2) The contents of the/etc/named.conf are:

Options {
Directory "/var/named";
sortlist {
#这一段表示当在本地执行查询时
#将按照202.93.22.13,210.21.30.90,211.99.13.47 Order return address
{localhost;
{localnets;
202.93.22.13;
{210.21.30.90; 211.99.13.47;};
};
};
#这一段表示当在202/8 address segment for DNS queries
#将按照202.93.22.13,210.21.30.90,211.99.13.47 Order return address
{202/8;
{202.93.22.13;
{210.21.30.90; 211.99.13.47;};
};
};
#这一段表示当在211/8 address segment for DNS queries
#将按照211.99.13.47,202.93.22.13,210.21.30.90 Order return address,
#也就是211.99.13.47 is the node closest to the query location
{211/8;
{211.99.13.47;
{202.93.22.13; 210.21.30.90;};
};
};
{61/8;
{202.93.22.13;
{210.21.30.90; 211.99.13.47;};
};
};
};
};
Zone "." {
Type hint;
File "Root.cache";
};
Zone "localhost" {
Type master;
File "localhost";
};
Zone "Cdn.com" {
Type master;
File "cdn.com";
};

3, cache in the CDN network if working in the server acceleration mode, because the configuration has already stated the URL of the accelerator server, so the cache directly matches the user request, to the source server to obtain the content and cache for the next use, if the cache is working in the client acceleration mode, The cache needs to know the IP address of the source server, so the CDN Network maintains and runs a DNS server for use by the cache, resolves the real IP address of the domain name, such as 202.99.11.120, and resolves records for each domain name as it did before joining the CDN network.

4, working in the CDN Network cache server must work in a transparent way, for squid, you need to set the following parameters:

Httpd_accel_host Virtual
Httpd_accel_port 80
Httpd_accel_with_proxy on
Httpd_accel_uses_host_header on

CDN (Content distribution network) technology principles

Contact Us

The content source of this page is from Internet, which doesn't represent Alibaba Cloud's opinion; products and services mentioned on that page don't have any relationship with Alibaba Cloud. If the content of the page makes you feel confusing, please write us an email, we will handle the problem within 5 days after receiving your email.

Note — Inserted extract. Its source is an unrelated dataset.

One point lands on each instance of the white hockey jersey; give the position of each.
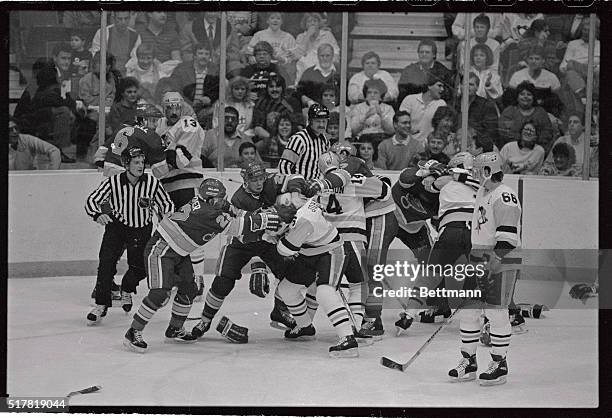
(310, 233)
(496, 217)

If you find any instances of plagiarism from the community, please send an email to: info-contact@alibabacloud.com and provide relevant evidence. A staff member will contact you within 5 working days.

A Free Trial That Lets You Build Big!

Start building with 50+ products and up to 12 months usage for Elastic Compute Service

  • Sales Support

    1 on 1 presale consultation

  • After-Sales Support

    24/7 Technical Support 6 Free Tickets per Quarter Faster Response

  • Alibaba Cloud offers highly flexible support services tailored to meet your exact needs.